NOAA Daniel K. Inouye Regional Center
Honolulu, Hawaii | HOK
The NOAA Daniel K. Inouye Regional Center showcases great examples of flexibility, adaptability, passive survivability, and resilient design focus areas. This project represents a new phase in the site’s rich history and ensures that the building will respond to human and environmental changes. In the event of a natural or manmade disaster, this essential facility can transform its program for emergency response, healthcare, and military defense. ATFP compliance means that the building can be reoccupied by the Navy if needed. Passive systems, daylighting, and a backup generator serving the central part of the building allow for three days of operations.

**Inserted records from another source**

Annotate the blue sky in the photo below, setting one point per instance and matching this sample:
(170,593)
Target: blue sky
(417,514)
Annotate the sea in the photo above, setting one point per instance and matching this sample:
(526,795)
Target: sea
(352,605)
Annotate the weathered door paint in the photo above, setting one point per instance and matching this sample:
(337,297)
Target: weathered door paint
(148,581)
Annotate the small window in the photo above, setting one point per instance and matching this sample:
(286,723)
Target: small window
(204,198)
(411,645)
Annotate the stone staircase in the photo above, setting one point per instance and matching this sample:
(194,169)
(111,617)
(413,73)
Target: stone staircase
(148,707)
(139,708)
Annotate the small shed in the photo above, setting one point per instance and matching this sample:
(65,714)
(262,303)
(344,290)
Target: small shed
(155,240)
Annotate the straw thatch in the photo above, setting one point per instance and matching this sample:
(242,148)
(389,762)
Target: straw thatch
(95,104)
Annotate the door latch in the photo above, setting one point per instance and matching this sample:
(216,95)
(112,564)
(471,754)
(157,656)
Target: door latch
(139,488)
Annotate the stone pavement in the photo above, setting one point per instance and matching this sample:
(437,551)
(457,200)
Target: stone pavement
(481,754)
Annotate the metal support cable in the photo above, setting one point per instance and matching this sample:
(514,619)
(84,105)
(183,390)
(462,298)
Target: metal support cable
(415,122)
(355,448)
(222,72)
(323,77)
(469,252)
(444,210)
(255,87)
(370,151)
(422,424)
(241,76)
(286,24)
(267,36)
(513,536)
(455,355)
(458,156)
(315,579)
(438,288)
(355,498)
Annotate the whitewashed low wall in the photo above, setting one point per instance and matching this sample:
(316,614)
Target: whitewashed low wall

The Renwick Gallery of the Smithsonian American Art Museum
Washington, D.C. | DLR Group, Westlake Reed Leskosky
The Renwick Gallery is a great example of the adaptability of an existing building. The project provided historically sensitive upgrades to the structural system to allow 40 tons of new static load in the Grand Salon for future art exhibits.
Special No. 9 House
New Orleans, Louisiana | KieranTimberlake
The Special No.9 House showcases great examples of Flexibility and Adaptability. The prototype home was designed so that specific needs of individual homeowners could be met without impacting systems or requiring a redesign of the house. A number of options are available in a range of sizes, including options for the number of bedrooms and bathrooms, with a provision for a studio apartment in the back of the house or the possibility of a party wall configuration. While this house was built on-site, it was designed with the plan for factory-built versions to be comprised of panelized and modular components, aspects of which will be designed for disassembly in accordance with the cradle-to-cradle agenda of the project.
Wayne N. Aspinall Federal Building and U.S. Courthouse
Grand Junction, Colorado | Westlake Reed Leskosky, The Beck Group
This building renovation has anticipated allowing the building to function for 50 years without needing a major building modernization. To remain flexible, the project used wireless lighting control systems, allowing for the reconfiguration of spaces, while minimizing wiring rework.